Interesting mandarinyoga…I know that Garlic and onions have this problem but I have never heard of drugs and alcohol attracting the lower levels by smell>…? I know they can lead to heedlessness as apparently said by Master Buddha which might lead to an attraction to a lower soul.

It is confusing because Marijuana isn’t excluded in Hinduism?

If the garlic, onions, drugs and alcohol attract, maybe things like perfumes will, even soap?. After all, we don’t all like the same smells do we

kind Regards Kareng

Ozone…Aghoris eat human beings as well! They pull out the dead bodies from the Ganges.

I think I would have to be under the influence to do this!

Kind Regards Kareng

When you believe in things that you don’t understand, then you suffer. Superstition…?

Isn’t a widespread wisdom the following? Good and bad do not exist, they are merely perspectives.

Why do so many people who claim to follow a path of enlightenment, peace, meditation, and yoga, also claim so many negative things about a certain plant? These disrespecting tantrums tell so much more about the student than about the plant and the so-called lower creatures who are attracted to its smell.

Like I reacted in the other thread on cannabis & yoga, I’d like to know what Patanjali really meant when he wrote about osadhi/ausadhi (sutras, chapter 4, part 1). Most yogis who totally condemn and patronize the use of ganja haven’t heard of this term and Patanjali’s mentioning of it yet, so it would be interesting to discuss, to say the least.

Condemning ganja use in total feels to me like a sign of not recognizing the allpervading truth that light is present in everything.
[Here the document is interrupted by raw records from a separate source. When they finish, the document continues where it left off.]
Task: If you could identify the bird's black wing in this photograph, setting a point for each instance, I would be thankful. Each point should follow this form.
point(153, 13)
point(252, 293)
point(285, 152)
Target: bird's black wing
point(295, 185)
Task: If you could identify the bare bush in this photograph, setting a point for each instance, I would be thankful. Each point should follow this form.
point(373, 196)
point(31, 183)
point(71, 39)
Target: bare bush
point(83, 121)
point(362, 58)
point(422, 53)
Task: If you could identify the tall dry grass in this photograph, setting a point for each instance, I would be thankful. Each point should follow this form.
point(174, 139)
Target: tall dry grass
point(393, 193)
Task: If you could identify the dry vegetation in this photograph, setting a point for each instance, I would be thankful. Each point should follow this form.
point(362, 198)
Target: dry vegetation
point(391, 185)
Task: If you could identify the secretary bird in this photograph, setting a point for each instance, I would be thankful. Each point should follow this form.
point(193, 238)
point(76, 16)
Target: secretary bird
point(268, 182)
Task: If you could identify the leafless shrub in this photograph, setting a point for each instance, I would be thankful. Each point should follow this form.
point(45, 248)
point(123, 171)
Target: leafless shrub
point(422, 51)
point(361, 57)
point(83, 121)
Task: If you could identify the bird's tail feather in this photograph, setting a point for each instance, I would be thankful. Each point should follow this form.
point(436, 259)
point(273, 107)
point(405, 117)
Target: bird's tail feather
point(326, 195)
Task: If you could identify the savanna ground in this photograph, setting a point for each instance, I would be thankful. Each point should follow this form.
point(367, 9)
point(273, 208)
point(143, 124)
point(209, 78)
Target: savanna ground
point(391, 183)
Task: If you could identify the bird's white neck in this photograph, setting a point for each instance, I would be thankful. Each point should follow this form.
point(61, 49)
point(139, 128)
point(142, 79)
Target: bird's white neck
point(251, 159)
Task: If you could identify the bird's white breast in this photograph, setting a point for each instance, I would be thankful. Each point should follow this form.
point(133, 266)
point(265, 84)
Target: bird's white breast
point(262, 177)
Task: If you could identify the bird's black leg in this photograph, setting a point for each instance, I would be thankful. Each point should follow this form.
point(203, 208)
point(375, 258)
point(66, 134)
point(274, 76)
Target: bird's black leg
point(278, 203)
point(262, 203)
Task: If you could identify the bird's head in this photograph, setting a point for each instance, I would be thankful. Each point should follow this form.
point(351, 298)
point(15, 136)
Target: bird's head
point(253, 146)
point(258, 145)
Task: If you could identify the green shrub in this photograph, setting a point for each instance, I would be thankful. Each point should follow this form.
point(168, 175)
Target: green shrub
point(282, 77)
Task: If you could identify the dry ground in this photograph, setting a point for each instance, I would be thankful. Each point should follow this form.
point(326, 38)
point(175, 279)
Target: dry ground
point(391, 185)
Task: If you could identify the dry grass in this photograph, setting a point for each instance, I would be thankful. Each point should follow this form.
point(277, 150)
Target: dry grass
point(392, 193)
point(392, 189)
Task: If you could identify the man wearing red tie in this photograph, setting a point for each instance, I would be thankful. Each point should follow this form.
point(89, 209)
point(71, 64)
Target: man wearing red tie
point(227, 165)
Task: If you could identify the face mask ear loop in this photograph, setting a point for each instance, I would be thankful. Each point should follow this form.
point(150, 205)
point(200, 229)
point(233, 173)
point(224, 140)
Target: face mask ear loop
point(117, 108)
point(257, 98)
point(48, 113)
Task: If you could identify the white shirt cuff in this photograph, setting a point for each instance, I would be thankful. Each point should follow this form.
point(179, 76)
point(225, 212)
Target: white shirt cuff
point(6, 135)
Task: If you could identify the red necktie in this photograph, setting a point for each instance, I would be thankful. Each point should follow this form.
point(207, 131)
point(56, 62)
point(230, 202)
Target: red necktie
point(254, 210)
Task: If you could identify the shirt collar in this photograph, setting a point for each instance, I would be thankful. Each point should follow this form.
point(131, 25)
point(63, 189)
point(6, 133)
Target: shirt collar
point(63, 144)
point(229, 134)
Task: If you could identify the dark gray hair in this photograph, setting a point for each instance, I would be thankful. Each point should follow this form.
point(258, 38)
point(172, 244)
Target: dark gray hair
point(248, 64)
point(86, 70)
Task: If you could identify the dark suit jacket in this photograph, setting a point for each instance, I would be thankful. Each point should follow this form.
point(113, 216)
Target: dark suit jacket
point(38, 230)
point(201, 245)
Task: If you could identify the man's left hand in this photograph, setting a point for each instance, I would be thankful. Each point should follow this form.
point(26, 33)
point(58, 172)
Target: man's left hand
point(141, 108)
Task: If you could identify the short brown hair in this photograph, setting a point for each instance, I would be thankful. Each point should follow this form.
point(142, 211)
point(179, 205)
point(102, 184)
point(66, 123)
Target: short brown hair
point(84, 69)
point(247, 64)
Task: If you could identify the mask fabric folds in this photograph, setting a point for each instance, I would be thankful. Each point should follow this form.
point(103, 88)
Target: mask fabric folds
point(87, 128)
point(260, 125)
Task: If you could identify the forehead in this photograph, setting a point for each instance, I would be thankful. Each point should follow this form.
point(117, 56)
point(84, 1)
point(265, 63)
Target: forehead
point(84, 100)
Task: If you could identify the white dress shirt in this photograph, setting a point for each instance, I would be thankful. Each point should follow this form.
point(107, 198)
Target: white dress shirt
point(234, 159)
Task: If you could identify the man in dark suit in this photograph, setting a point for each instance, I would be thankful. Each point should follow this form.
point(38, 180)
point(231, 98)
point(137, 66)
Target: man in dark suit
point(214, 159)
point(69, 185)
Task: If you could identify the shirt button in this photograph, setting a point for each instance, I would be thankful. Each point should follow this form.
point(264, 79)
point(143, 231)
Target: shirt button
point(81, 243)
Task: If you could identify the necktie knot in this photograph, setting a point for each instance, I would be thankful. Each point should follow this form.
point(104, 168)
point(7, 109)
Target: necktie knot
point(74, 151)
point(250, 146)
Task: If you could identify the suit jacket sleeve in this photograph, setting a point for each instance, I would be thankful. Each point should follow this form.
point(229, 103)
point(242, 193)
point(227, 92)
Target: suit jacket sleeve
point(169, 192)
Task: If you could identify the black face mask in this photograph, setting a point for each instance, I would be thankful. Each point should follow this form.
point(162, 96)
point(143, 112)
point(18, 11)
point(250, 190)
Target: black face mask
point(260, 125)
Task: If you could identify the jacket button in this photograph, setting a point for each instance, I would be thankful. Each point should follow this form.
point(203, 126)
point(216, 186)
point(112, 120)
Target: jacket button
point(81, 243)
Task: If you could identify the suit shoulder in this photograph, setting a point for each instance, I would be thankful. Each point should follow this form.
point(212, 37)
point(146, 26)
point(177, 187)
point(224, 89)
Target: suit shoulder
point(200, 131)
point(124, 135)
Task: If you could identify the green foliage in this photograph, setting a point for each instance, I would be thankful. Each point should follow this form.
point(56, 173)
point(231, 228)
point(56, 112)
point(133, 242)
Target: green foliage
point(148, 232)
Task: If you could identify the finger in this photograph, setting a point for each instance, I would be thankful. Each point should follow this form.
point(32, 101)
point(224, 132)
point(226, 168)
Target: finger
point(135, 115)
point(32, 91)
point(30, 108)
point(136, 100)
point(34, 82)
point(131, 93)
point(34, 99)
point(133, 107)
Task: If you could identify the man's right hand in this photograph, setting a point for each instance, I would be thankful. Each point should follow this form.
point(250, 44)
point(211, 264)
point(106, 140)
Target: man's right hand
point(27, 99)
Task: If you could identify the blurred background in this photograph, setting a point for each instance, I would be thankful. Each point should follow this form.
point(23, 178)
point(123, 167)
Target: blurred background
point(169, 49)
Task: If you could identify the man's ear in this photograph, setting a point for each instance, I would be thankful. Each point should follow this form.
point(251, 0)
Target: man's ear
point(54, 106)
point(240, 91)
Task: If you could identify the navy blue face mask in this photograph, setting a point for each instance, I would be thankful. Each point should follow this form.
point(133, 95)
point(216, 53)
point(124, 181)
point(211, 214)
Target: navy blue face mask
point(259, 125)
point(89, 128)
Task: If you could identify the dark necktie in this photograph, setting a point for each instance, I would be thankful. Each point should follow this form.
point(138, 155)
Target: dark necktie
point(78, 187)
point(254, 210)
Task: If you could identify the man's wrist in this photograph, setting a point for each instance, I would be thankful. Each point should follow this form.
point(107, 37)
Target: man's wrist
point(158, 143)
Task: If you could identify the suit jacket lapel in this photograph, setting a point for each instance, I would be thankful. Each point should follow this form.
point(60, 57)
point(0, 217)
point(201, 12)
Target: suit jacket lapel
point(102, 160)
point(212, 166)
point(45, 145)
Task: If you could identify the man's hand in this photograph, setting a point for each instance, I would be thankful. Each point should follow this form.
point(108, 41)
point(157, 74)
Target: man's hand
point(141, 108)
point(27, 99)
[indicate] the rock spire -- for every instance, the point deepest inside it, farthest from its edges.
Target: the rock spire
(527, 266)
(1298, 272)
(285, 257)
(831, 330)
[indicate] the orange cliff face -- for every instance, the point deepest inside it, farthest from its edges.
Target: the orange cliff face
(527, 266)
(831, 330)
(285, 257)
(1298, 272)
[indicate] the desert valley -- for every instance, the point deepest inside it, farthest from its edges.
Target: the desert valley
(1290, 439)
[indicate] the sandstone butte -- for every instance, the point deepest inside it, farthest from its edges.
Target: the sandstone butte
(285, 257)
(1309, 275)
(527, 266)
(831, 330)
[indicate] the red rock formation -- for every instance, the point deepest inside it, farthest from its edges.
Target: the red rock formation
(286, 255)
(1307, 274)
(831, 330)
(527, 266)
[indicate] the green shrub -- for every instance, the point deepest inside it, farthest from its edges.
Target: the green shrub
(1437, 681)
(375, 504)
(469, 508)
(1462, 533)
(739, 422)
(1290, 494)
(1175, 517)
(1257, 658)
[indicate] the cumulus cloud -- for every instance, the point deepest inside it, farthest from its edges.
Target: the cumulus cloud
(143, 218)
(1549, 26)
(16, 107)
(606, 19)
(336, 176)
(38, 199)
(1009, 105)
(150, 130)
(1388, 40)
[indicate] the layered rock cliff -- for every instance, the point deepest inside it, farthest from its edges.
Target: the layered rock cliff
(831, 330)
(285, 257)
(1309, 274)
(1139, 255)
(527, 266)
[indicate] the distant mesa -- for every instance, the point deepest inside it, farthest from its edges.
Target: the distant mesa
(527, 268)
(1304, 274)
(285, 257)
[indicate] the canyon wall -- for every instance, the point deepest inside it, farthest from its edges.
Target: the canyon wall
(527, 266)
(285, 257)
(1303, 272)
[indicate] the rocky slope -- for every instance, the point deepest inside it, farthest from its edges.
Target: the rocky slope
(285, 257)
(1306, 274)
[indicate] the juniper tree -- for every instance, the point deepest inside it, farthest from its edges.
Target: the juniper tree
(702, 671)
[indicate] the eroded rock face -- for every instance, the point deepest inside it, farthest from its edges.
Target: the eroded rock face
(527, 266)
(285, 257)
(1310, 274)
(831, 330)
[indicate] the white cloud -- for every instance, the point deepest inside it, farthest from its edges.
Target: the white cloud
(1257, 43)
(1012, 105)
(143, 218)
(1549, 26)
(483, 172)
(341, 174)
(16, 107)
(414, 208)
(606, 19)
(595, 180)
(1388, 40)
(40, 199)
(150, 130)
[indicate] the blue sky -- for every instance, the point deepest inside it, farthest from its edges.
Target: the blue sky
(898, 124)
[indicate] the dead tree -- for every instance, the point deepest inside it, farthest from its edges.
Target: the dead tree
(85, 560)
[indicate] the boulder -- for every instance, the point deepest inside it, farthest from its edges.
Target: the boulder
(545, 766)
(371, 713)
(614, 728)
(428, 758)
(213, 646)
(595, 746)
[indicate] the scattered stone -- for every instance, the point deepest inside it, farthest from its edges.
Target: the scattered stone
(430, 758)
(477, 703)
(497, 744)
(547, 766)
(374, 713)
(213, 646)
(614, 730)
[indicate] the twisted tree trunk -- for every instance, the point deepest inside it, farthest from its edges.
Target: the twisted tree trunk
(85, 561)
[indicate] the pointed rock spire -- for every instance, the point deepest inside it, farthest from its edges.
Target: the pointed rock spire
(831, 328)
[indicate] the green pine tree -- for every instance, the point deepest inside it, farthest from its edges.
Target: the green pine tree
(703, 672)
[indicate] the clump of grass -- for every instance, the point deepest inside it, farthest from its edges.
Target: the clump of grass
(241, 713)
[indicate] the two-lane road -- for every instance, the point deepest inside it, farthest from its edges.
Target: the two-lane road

When I speak about cannabis, I always refer to vaporizing the female flowers at 230 degrees celsius in minute quantities combined with pranayama, and preferably some postures. It would be nice if the general discussion on cannabis would focus on this, rather than assuming hemp users are taking lungbursting, mindcracking tokes of huge bongs, or even worse, combining hemp with tobacco in a bleeched paper and burning it far over 230 degrees celsius.

Most users actually do the latter, but the negative effects in those practices have nothing to do with hemp specifically–burning any plant combined with tobacco and bleeched paper produces these effects. So if we’re talking about hemp, let’s talk about hemp: when it is used in a pure and ahimsa way.

I’d like to add that the years I’ve used hemp, I feel a strong synergy with living an ahimsa inspired life, for example through frugarianism (eating what is botanically called the fruit of a plant species, after the plant has released it naturally at the end of its ripening process). I think eating mainly plant food and meditating on non-violence as a daily practice is a very good combination, if not a requirement, for using hemp.

Recently I started doing a few asanas and some pranayama–they have similar qualities in that respect as e.g. frugarianism.

I’m fine with people shunning ausadhi, and I wish for all yogis to be fully content by the fact that yoga is attracting so much people who don’t shun ausadhi.

Also a note for the people who have seen terrible things happening in auras and chakras of hemp users–some more experiments are necessary to make such a perception part of a valuable pool of information. We need to generate hundreds, preferably thousands of such accounts, if we want to use it in a functional debate.

For example, I’d be curious what you see in the following case:

  1. Meditate on this life as it is
  2. Find bliss in how it is
  3. Find bliss in hemp users being hemp users
  4. Do your favorite asanas, pranayama, yoga practice, etc.
  5. Witness 1 after 1 the auras and chakras of at least 10 people, who have practiced ausadhi within a yogic framework for at least 5 years, inhale controlled amounts of vapor of organically grown female hemp flowers.